Worum es aber eigentlich gegen soll

Man sieht mir die Krankheit auf den ersten Blick nicht an. Auch nicht auf den zweiten Blick. Und deswegen wird man nicht ernst genommen, wenn man dann mal sagt, dass es einem nicht gut geht. In der Regel behalte ich das aber eh lieber für mich. Doch wenn man sich dann mal Luft macht und sich anhören muss “Du hast doch gar nichts!” kann das schon ein wenig verletzend sein. Vor allem, wenn das dann sogar eine Person sagt, die selbst die gleiche Erkrankung hat und es doch eigentlich besser wissen sollte. Ich könnte das gleiche zu ihr dagen, denn auch ihr sieht man es nicht an. Aber ich würde nie auf die Idee kommen, eine solche Äußerung von mir zu geben, denn ich möchte ernst genommen werden – und nehme deshalb auch andere ernst, die an einer unsichtbaren Krankheit leiden.

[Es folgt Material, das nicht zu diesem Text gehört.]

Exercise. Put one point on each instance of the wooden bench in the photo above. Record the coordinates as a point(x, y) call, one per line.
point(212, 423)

Und dazu gehört nicht nur Fibromyalgie. Auch Depressionen, Angstzustände, Morbus Crohn, Diabetes und noch jede Menge mehr…

Ich habe neulich diesen Satz gelesen:

“Es ist schwierig jemandem zu erklären, der keine Ahnung hat und sich nicht vorstellen kann, was es bedeutet, jeden Tag mit Schmerzen zu erwachen, ständig müde zu sein, während Du nach außen lächelst, als ob nichts passieren würde.”

Verfasser unbekannt

Ja, es ist wirklich schwierig etwas zu erklären, das man nicht sehen kann. Jemandem die Bedeutung klar zu machen.

Wenn Ihr also jemanden kennt, der an einer solchen Krankheit leidet – nehmt ihn ernst. Es geht ihm oft nicht gut, auch wenn er das vielleicht niemals zeigt.